Editorial: Make roads safer in Thailand by making the driving license test harder
This article was published in the Bangkok Post (PDF version), in response to the opinion piece “Speed focus not making roads safer” (24 May 2017). The original article describes the writer's angst at being pulled over for speeding as she drove long distance to Chiang Mai. She argues that unlimited speed should be implemented in Thailand, using the German autobahn as an example. My response disagrees with this premise.More speed is not the answer to making our roads safer. Even now where people can drive as fast as they want with a low chance of being booked, Thailand has the world’s second most dangerous roads, only one above war-torn Libya. On average, 80 people die from road accidents every day, with speed being a key killer.
Unlimited speed on the German autobahn is the exception rather than the rule, as every other country in the world has speed limits. Even in Australia, there are limits in the Outback (where there is endless road), because even out there, speed kills.
Bad drivers are the root cause of our poor safety statistics.

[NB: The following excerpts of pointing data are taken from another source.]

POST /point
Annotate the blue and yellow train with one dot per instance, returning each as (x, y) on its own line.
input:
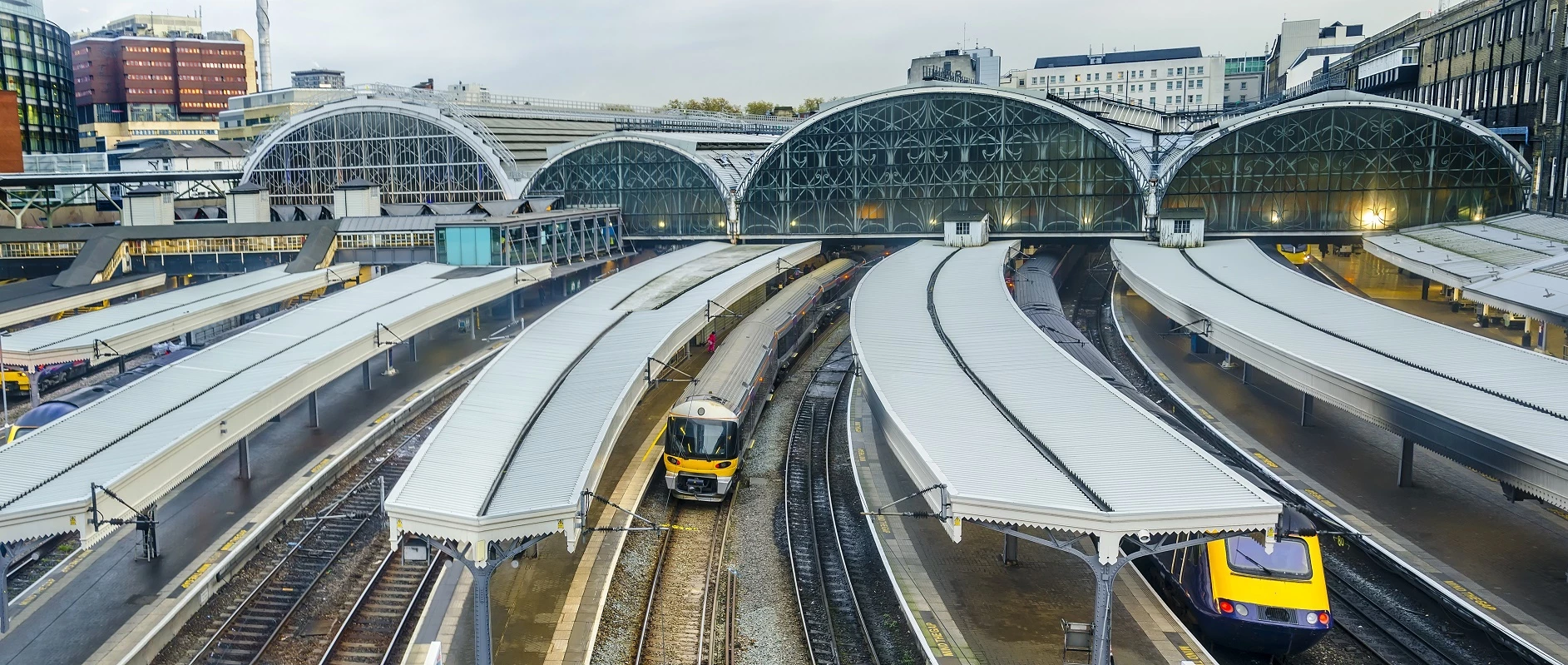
(705, 430)
(1234, 592)
(1238, 593)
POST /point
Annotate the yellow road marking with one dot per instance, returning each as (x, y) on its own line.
(234, 542)
(657, 438)
(1321, 499)
(191, 579)
(1472, 595)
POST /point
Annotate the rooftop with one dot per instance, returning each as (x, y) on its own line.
(1118, 57)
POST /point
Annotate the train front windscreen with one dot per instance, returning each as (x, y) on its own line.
(701, 438)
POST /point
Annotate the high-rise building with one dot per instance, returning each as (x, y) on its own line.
(168, 85)
(1307, 47)
(1244, 79)
(1165, 79)
(37, 67)
(957, 65)
(319, 79)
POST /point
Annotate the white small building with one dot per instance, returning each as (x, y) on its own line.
(1162, 79)
(201, 154)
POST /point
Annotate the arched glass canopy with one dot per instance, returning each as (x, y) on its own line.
(899, 162)
(413, 159)
(660, 190)
(1344, 168)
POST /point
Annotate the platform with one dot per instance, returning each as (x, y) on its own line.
(969, 609)
(99, 608)
(515, 454)
(38, 298)
(937, 335)
(1515, 262)
(1490, 405)
(126, 328)
(146, 438)
(1502, 557)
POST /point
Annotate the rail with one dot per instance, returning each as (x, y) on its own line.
(255, 624)
(830, 609)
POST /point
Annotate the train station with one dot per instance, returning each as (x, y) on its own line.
(942, 372)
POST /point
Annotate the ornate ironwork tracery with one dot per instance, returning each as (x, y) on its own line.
(902, 163)
(1346, 170)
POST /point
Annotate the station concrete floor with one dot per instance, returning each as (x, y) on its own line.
(79, 615)
(971, 609)
(1387, 285)
(1454, 524)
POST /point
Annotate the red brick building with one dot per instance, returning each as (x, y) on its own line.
(138, 87)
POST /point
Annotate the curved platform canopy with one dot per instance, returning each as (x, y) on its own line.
(109, 333)
(1491, 405)
(900, 161)
(1513, 262)
(150, 436)
(977, 402)
(1343, 162)
(513, 457)
(667, 184)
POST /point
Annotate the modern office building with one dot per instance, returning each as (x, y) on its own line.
(170, 87)
(1302, 47)
(319, 79)
(37, 67)
(1244, 81)
(958, 67)
(1164, 79)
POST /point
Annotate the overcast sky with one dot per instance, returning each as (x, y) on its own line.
(651, 51)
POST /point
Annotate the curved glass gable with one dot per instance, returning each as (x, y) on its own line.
(660, 191)
(414, 162)
(1346, 170)
(900, 163)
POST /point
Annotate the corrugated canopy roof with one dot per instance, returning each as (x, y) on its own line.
(1118, 469)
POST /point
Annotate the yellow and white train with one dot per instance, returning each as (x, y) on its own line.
(706, 430)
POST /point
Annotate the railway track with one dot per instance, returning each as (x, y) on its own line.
(692, 590)
(253, 623)
(830, 610)
(377, 628)
(1388, 617)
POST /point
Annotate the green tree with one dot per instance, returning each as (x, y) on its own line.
(706, 104)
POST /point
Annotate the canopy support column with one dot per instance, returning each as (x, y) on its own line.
(5, 595)
(245, 457)
(1407, 463)
(1104, 560)
(482, 569)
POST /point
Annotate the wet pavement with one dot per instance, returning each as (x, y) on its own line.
(1387, 285)
(1509, 558)
(74, 618)
(971, 609)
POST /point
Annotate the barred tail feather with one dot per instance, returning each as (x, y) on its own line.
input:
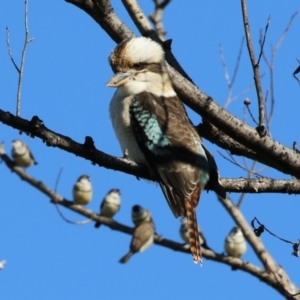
(194, 239)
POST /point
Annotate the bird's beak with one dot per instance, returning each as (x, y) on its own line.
(120, 79)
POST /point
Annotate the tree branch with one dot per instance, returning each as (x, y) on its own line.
(255, 65)
(87, 150)
(158, 240)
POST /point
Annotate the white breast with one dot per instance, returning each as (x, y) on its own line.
(119, 114)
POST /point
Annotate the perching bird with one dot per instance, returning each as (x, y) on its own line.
(110, 205)
(22, 154)
(140, 215)
(153, 129)
(142, 239)
(235, 244)
(82, 190)
(184, 233)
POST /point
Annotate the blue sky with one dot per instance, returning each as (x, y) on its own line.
(64, 84)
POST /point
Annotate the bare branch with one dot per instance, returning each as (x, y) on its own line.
(257, 245)
(255, 65)
(88, 151)
(9, 51)
(22, 64)
(156, 17)
(208, 254)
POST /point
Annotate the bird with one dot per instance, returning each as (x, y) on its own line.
(82, 190)
(142, 238)
(140, 215)
(110, 205)
(235, 244)
(154, 130)
(21, 154)
(184, 234)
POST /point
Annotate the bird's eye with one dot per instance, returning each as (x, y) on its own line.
(139, 66)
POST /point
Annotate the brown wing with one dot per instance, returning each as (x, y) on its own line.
(171, 146)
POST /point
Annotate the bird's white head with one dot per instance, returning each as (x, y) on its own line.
(139, 65)
(113, 196)
(84, 179)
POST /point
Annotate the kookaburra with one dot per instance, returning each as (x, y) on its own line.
(153, 129)
(110, 205)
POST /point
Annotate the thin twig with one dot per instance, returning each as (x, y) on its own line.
(9, 50)
(270, 232)
(261, 104)
(263, 40)
(21, 69)
(156, 17)
(233, 161)
(271, 64)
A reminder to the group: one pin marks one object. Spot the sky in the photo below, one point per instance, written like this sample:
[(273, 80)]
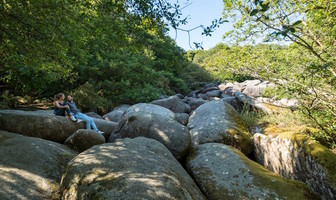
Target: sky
[(200, 12)]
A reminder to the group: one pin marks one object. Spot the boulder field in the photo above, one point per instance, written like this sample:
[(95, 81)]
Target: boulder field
[(192, 146)]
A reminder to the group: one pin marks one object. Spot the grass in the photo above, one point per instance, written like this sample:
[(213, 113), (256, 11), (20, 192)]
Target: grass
[(283, 120)]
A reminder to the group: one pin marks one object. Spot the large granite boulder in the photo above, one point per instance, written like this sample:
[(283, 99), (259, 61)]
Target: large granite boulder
[(116, 113), (84, 139), (173, 103), (295, 156), (154, 122), (252, 103), (222, 172), (31, 168), (217, 121), (139, 168), (45, 125), (195, 103)]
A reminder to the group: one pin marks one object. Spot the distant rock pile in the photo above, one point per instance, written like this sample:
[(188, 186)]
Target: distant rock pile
[(149, 143)]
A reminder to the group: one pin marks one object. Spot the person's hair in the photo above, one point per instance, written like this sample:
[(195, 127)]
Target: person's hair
[(58, 96)]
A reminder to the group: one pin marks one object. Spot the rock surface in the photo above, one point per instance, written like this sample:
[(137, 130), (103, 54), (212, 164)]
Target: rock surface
[(173, 103), (139, 168), (84, 139), (155, 122), (295, 156), (31, 168), (116, 113), (217, 121), (45, 125), (94, 115), (223, 172)]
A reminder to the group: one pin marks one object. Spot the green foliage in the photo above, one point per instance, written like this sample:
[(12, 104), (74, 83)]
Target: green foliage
[(88, 99), (297, 73), (107, 52)]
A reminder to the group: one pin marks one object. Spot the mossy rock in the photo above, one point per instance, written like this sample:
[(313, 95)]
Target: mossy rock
[(43, 124), (139, 168), (292, 154), (31, 168), (217, 121), (223, 172)]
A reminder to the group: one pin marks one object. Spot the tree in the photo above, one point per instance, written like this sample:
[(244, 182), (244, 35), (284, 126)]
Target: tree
[(310, 24)]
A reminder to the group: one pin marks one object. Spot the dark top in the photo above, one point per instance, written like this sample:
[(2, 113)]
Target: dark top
[(73, 107), (60, 111)]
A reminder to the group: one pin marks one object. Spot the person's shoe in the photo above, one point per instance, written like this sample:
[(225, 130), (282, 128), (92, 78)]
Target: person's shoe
[(100, 132), (73, 118)]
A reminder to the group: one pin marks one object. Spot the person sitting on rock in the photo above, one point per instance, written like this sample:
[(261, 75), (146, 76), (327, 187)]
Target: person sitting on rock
[(80, 116), (61, 108)]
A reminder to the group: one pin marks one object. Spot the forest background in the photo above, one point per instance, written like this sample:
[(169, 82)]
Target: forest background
[(109, 53)]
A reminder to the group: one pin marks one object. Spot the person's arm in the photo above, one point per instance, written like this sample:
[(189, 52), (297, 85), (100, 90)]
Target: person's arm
[(59, 106)]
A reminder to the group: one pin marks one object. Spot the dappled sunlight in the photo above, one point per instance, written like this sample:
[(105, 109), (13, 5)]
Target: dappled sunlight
[(162, 134), (22, 184), (123, 167)]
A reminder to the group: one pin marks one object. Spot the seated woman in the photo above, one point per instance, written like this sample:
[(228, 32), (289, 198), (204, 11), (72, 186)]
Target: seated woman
[(61, 108)]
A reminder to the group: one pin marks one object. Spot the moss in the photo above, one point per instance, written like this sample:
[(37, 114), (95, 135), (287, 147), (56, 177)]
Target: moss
[(273, 182), (319, 153), (55, 189)]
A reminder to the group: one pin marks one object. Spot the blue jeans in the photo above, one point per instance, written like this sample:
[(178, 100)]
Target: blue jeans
[(88, 121)]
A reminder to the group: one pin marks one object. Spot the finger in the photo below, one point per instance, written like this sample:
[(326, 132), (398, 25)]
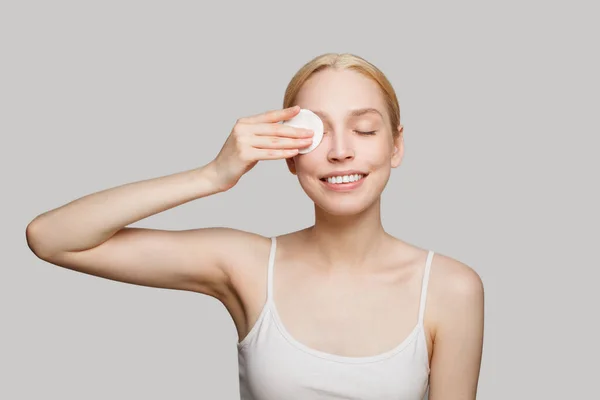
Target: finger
[(279, 130), (274, 154), (274, 142), (272, 116)]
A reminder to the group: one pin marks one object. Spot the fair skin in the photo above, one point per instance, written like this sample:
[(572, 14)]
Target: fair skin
[(344, 253)]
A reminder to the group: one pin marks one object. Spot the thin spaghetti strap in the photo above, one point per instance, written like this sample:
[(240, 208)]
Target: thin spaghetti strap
[(424, 285), (271, 267)]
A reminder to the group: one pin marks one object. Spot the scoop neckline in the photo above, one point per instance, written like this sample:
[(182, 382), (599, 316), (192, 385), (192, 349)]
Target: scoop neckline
[(338, 357)]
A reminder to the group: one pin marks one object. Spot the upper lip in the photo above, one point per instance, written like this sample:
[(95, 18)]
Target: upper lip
[(342, 173)]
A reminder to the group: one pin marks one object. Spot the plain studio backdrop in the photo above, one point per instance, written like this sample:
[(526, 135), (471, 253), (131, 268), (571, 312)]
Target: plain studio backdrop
[(500, 108)]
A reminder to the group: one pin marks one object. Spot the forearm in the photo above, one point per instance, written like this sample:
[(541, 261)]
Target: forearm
[(90, 220)]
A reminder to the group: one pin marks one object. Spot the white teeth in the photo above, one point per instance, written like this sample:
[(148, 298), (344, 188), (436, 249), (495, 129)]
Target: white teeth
[(344, 178)]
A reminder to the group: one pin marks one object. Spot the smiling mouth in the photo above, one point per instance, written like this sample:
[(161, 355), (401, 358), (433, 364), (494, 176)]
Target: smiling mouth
[(341, 179)]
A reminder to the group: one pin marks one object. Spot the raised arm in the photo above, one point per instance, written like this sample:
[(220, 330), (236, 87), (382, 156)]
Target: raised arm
[(90, 234)]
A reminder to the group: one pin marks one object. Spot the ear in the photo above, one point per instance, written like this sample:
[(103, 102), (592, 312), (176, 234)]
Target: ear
[(291, 162), (398, 150)]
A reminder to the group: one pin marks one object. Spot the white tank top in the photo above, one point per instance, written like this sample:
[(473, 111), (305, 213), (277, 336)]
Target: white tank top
[(275, 366)]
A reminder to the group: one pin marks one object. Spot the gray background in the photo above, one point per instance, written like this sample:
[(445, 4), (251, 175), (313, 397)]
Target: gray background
[(499, 103)]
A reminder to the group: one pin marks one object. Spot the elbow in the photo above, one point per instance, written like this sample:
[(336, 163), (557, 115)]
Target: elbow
[(35, 239)]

In Germany, people are generally disciplined drivers. This is because obtaining a driver’s license is not easy, requiring a would be candidate to undergo training and a multitude of written and practical tests. This is designed to drill proper and safe driving into them, before being granted the privilege of a license.
Compare to Thailand, where it is extremely easy to obtain a license. The practical test for example, consists of one drive around an obstacle course.
Thailand can replicate the success of developed countries and make the driving test comprehensive, harder and introduce a practical test where you are examined by a tester while driving on real roads. Also, introduce an Australian-style probationary licensing system where new drivers are gradually given the right to drive on their own.
This needs to be combined with consistent, strict and effective enforcement of traffic laws, to send a signal that the habits of yesterday are no longer acceptable. The increased use of automated enforcement tools will also help to ensure the system is fair, accurate and not susceptible to corruption.
In Thailand, more speed is a recipe for continued disaster. Focus on making drivers disciplined before they earn their first license.